Statoil’s Doré Presented at Annual Sheriff Lecture
Talk Covered Arctic Tectonics and Petroleum
The Houston Geological Society, in tandem with the University of Houston Department of Earth and Atmospheric Sciences and the UH Geoscience Alumni Association, hosted the 16th Annual Robert E. Sheriff Lecture Series on Monday, November 17. The event was held at the Hilton Houston Westchase at 9999 Westheimer Rd.
This year’s speaker, Tony Doré, presented “The Arctic - A Tectonic Tour through the Last Petroleum Frontier.” Doré serves as the senior advisor to exploration management with Statoil.
He spent the afternoon prior to the lecture visiting and sharing his insights with about 25 faculty and students at the EAS department. Many of the same students presented at the EAS student poster session featuring 50 posters. The poster session was held before the dinner and lecture.
He obtained his Ph.D. from University College London and joined the petroleum industry in 1977. He has held senior technical and leadership positions with Statoil for 19 years, including vice president of North America from 2008 to 2011, and is currently based in London.
Doré has worked petroleum provinces all over the world, with an emphasis on NW Europe, the Arctic and the Americas. He has published on stratigraphy, NE Atlantic-Arctic evolution, basement reactivation, basin modelling, passive margin structure, hyperextension, exhumed petroleum systems, and exploration risk analysis.
He has edited books on basin modelling, resource quantification and passive margins. He served as editor-in-chief of the journal Petroleum Geoscience between 2006 and 2009.
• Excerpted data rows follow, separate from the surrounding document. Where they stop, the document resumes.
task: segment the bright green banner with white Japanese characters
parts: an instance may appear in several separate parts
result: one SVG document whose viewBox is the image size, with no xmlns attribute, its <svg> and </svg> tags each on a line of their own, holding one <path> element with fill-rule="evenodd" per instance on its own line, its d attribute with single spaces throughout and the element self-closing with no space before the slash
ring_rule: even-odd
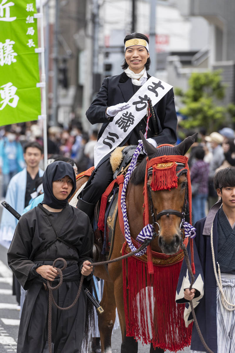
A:
<svg viewBox="0 0 235 353">
<path fill-rule="evenodd" d="M 36 0 L 0 0 L 0 126 L 41 115 Z"/>
</svg>

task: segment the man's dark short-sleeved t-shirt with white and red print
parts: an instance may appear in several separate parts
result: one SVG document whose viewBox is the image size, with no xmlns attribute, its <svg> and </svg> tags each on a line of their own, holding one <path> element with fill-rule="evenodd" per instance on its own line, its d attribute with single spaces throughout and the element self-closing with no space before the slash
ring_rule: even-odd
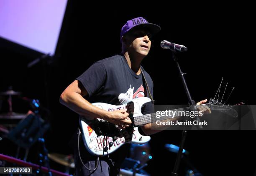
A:
<svg viewBox="0 0 256 176">
<path fill-rule="evenodd" d="M 144 73 L 153 96 L 153 81 L 145 70 Z M 145 94 L 149 97 L 148 93 L 146 93 L 142 74 L 136 75 L 123 55 L 115 55 L 97 61 L 77 80 L 87 90 L 88 96 L 85 98 L 90 103 L 102 102 L 118 105 L 128 103 L 134 98 L 143 97 Z M 153 104 L 147 103 L 142 111 L 143 114 L 154 113 Z M 113 152 L 110 158 L 114 161 L 115 158 L 123 160 L 129 151 L 128 147 L 129 145 L 127 144 L 123 145 Z"/>
</svg>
Doré was chairman of the Geological Society Petroleum Group from 2001 to 2003, chaired the 2003 Petroleum Geology of NW Europe Conference and edited the subsequent proceedings (2005). He is on the advisory boards of several universities and currently holds an Honorary Professorship at Durham University.
His awards include the Petroleum Group Medal in 2006, Order of the British Empire in 2010 for services to geology and the AAPG Special Award in 2011.